Page MenuHomePhabricator

Incident: 2022-03-10 MediaWiki availability affected due to a database query processing slowdown affecting most of the rest of the database infrastructure
Closed, ResolvedPublic

Description

Wikis were unreachable for a brief period of time of around 12 minutes in total, split in 2 spikes: 08:24-08:30 and 08:39-08:45 UTC

The root cause seemed to be a network slowdown caused by ongoing maintenance on db1099- which caused fallout on all of s8 section, with later expanded to other sections too (s1 was also hosted on db1099, plus other wikis require connecting to wikidata database (s8).

More specifically it seems to have been caused by db1099 (an s8 and s1 replica) that was rebooted for maintenance and slowly repooled while at the same time there was a network transfer from the same host.

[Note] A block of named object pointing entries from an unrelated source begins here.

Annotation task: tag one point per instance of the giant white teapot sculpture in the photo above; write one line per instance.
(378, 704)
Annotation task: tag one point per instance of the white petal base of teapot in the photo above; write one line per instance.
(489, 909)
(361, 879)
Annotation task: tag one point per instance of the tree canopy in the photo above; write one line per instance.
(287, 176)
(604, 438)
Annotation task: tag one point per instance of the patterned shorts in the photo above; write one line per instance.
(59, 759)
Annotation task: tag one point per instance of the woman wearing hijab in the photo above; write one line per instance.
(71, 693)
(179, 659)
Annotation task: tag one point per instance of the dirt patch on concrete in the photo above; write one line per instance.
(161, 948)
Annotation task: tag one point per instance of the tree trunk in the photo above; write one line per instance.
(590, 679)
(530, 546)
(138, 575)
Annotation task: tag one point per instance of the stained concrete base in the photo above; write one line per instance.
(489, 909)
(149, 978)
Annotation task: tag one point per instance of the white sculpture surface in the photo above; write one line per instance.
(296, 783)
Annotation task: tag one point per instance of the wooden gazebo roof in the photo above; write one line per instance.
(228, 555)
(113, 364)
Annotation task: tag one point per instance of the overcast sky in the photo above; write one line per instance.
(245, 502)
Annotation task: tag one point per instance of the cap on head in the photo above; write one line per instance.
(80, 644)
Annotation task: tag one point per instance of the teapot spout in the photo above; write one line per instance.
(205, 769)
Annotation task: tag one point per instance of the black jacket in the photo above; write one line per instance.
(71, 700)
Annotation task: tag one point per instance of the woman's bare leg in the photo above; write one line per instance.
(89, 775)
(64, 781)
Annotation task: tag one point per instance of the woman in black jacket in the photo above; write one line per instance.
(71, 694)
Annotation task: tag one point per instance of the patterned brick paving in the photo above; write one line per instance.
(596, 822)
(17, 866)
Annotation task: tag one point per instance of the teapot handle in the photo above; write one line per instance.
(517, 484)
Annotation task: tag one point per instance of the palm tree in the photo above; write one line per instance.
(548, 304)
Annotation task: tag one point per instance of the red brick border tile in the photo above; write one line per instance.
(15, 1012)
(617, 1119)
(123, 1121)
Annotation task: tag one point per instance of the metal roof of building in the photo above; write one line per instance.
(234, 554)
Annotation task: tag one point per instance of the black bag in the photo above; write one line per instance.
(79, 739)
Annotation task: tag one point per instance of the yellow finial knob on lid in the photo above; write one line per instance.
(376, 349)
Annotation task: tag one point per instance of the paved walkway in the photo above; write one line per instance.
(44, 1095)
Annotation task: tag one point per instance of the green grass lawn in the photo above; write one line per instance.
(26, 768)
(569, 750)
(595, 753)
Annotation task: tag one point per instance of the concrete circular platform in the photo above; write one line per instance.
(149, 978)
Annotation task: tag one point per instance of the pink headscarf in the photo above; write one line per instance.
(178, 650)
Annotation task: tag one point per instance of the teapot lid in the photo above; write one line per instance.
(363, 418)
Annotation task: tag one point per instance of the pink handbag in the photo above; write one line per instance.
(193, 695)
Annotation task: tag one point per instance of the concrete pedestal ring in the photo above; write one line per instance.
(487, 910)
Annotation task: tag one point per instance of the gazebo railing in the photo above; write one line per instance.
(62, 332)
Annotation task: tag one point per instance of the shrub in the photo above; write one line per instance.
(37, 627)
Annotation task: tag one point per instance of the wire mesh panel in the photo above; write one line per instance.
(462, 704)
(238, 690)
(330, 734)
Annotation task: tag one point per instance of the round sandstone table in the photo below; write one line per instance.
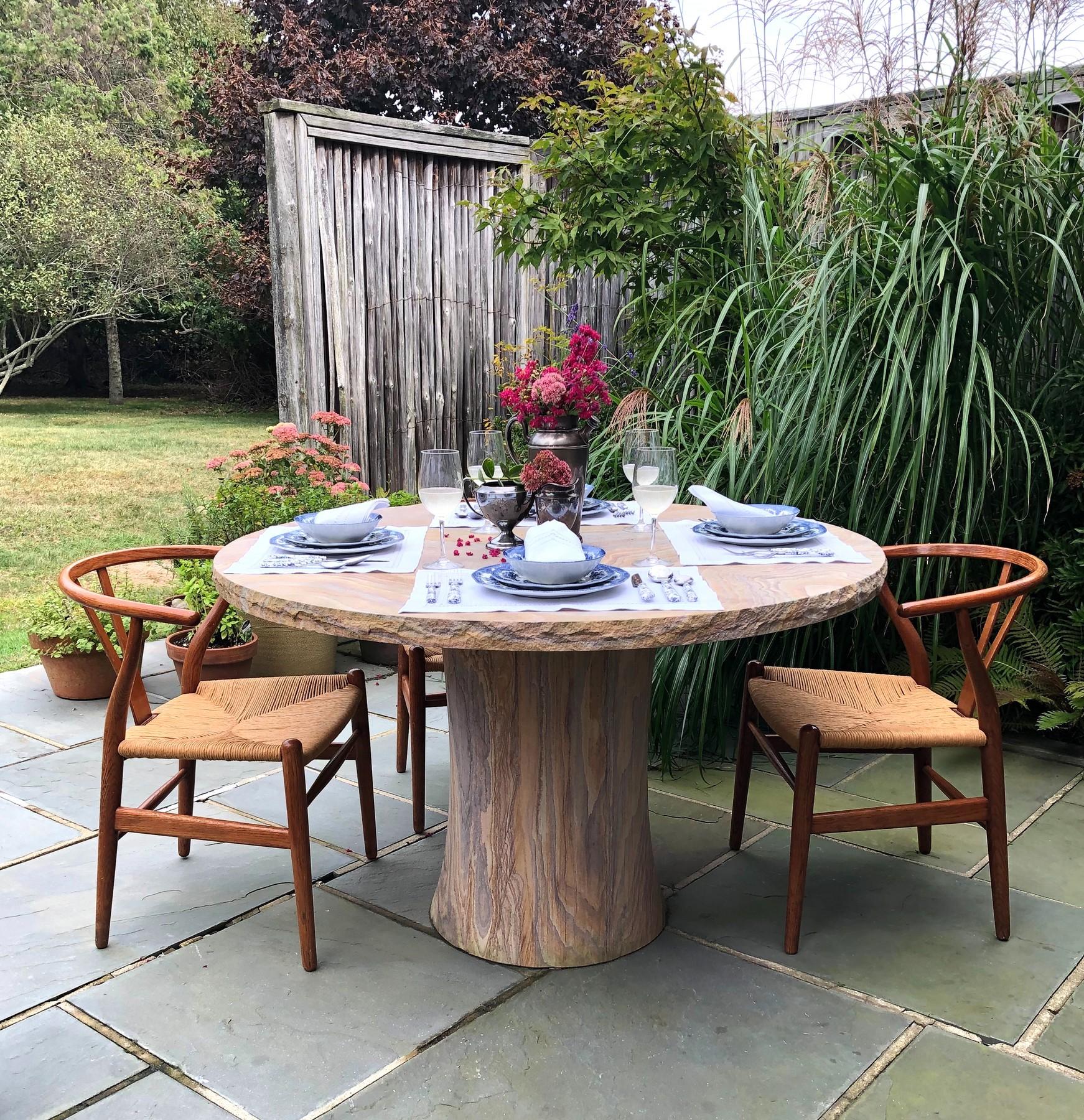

The host became slow to respond, but not enough to be considered down and depooled automatically. This caused a cascade effect on DBs on the same section (S8) and because S8 is read by every wiki page, causing a cascade effect on all wikis, manifesting in the page for too many PHP-FPM workers busy.

This mostly affected logged-in users (editors) as cache layer was for the most part unaffected (except misses).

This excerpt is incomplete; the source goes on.